I did reduce the update delay on MSI afterburner, it helped a little bit, maybe I could try delaying it longer. It still acts laggy though after I pause monitoring a bit.

I tried messing with the sync_mode it yielded all options higher CPU usage in each case.

Im starting to think its just something related to the system. After I added a 5th card it started doing this only in XMR-stak though. And like I said the other day all of a sudden it started working like it use to with NO LAG when I was bouncing around between different mining programs/coins that day. Didnt change any settings other than as usual bouncing back and forth clocks and mining programs respectively. Then after I shutdown/restarted it was back normal laggy.

All other mining programs work fine and have zero issue when active monitoring is enabled for MSI afterburner.
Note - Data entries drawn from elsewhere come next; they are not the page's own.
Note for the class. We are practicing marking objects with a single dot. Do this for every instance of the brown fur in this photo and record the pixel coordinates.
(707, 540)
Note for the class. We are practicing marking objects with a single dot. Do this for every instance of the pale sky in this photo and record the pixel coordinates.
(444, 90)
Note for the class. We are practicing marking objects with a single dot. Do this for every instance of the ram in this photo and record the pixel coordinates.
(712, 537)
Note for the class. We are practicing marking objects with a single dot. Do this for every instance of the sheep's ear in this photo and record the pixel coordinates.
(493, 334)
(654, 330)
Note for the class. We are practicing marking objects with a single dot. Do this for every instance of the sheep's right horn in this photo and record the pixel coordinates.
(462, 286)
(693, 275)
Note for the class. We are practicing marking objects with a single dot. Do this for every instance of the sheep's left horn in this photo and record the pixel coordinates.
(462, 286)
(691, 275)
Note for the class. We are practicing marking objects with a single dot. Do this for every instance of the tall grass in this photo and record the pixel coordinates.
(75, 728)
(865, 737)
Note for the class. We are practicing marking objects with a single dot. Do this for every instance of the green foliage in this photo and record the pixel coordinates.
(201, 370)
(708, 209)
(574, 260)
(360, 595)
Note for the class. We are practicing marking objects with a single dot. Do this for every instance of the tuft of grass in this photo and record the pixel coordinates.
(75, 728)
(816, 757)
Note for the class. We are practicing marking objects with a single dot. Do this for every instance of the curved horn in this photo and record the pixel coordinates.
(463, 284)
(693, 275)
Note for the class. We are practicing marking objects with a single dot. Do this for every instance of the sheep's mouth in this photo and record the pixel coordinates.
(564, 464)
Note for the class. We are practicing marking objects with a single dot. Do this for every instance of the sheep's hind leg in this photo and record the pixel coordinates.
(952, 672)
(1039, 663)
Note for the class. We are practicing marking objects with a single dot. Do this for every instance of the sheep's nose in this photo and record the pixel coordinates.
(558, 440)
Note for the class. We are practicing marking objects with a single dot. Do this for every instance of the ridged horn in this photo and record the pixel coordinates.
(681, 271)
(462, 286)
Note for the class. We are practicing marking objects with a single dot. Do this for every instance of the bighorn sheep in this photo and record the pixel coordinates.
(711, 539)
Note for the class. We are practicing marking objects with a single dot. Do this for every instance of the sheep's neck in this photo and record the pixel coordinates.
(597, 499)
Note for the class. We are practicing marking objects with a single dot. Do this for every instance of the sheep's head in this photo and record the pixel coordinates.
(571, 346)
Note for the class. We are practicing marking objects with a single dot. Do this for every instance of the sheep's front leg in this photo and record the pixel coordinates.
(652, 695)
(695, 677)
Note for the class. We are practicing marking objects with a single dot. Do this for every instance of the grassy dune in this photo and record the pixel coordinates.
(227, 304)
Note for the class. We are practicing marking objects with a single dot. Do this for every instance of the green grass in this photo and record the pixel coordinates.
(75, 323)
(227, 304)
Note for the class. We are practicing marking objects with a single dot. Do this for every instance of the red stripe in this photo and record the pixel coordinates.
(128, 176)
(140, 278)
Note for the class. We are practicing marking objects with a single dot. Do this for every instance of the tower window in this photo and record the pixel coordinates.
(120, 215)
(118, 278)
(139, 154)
So its something tied to xmr-stak and I think my system in conjunction.

Spudz76 commented 5 years ago

Any risers? sometimes making sure every slot (even mobo) is set to 1x PCI lane (vs 8x or 4x or 16x) makes the timing work out better (all on same "communication clock" then) If a couple respond quickly and a couple have "1x lag" in comparison it may force the NVML/CUDA API requests to queue/wait/lag etc as a side effect.

I had similar issues when I was underpowered / bad wiring / bad connectors / bad slot-riser board, one GPU would usually fall off the bus (a message Linux gives, in windows it would probably yellow-exclaim the device in devmgr and only offer the other 4 GPUs until reboot) but before that it would act laggy like you describe. Tough to debug. Perhaps though, the 5th is over the edge of your PSU or wiring or etc. Keep only two slot-risers per whip from PSU, when I went three it started melting cables (at the PSU end / because modular / fixed by hard wiring whips to the internal PSU rails bypassing the modular design). Two even made the modular connectors look a bit cooked after while although not melt-hot.

You could quick-test somewhat by powercapping, set the GPUs to 66% limit so the five draw around what the four used to, then if its stable (of course slower) then audit power supply/cabling/eliminate as many adaptors... also don't use SATA-to-Molex adapters they are not really capable of 70-80w constant draw, just based on their contact style (face-to-face not spring ringlet and pin or etc).

Spudz76 commented 5 years ago

Then again if other miner apps work it makes the power stuff somewhat/possibly not it. Unless it's a very edge case where the technique used (exact kernel code) pushes it over the edge.

CryptoWedge commented 5 years ago

Yeah without going TL:DR Ive checked all those options and monitored for possible power issues and all my connectors are feel-able(im able to stick my hand down in between cards) and no wires or connectors on the riser themselves are hot or abnormal.

Even on other algos that draw more power and I run a bit higher intensity my desktop is of course laggy but no abnormal CPU usage or super lag selecting stuff in MSI like in XMR-Stak. Ive been running cryptodredge for CNote variant algos (just better speeds on NON-CNV8 algos xmr-stak is better hence why I still use it) and no symptoms of lag or high CPU-usage on that miner software.

It runs fine i ran it off-on last couple days and it does work OK. I wish I knew what happened when all the symptoms suddenly disappeared. Like I said I didnt change anything in that instance other than hopping between mining different coins then like I noticed HEY the lags gone?!?! Then as said when I restarted it came back.